After doing the above, entering the process jail and running mount to list the different mount
in the container we get the below output.
bash-5.1# mount
wavey on /proc type proc (rw,relatime)
Let’s create a procfs specifically for the namespace we are creating with unshare
using the —mount-proc
command with the full command below.
sudo unshare --pid --fork --mount-proc=$PWD/new_root/proc chroot ./new_root /bin/bash
After giving a new location to the procfs which doesn’t have any information on the other processes, let’s run the mount command again.
bash-5.1# mount
wavey on /proc type proc (rw,relatime)
proc on /proc type proc (rw,nosuid,nodev,noexec,relatime)
The second entry above is the procfs mount we just did. When we run the ps
command in the container we will see the following.
bash-5.1# ps aux
USER PID %CPU %MEM VSZ RSS TTY STAT START TIME COMMAND
0 1 0.0 0.0 3984 3200 ? S 19:18 0:00 /bin/bash
0 2 0.0 0.0 6408 2380 ? R+ 19:21 0:00 ps aux
No processes can be seen apart from the ones running in the context of this container.
25th November 2024
With that, our process do not have any lens into the underlying system, isolating it away from other running processes. We can also isolate the process with other kinds of namespaces further.

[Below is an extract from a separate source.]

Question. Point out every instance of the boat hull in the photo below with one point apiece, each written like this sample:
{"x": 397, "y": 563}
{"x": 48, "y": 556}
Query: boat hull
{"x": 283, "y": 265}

Now that the namespace has been processed we can namespace other aspect other aspects of this process.
Time Namespace
We would also like to have a virtualized view of time for our process.
If we go to the process and run uptime
we get the following output.
bash-5.1# uptime -p
up 3 hours, 30 minutes
If we would like to start our process 9 years ahead into the future we should run the following command.
sudo unshare --fork --pid --time --boottime 300000000 --mount-proc=$PWD/new_root/proc chroot ./new_root /bin/bash
Running uptime
after, gets us the following output.
bash-5.1# uptime -p
up 9 years, 28 weeks, 8 hours, 56 minutes
If you would like to learn more about Time Namespaces, check out the article below.
With that we have gotten a glimpse into creating a new root and a namespaced view for the process. In the next iteration, we are going to explore namespaces in Linux further and see what it means to isolate a process in terms of resource usage.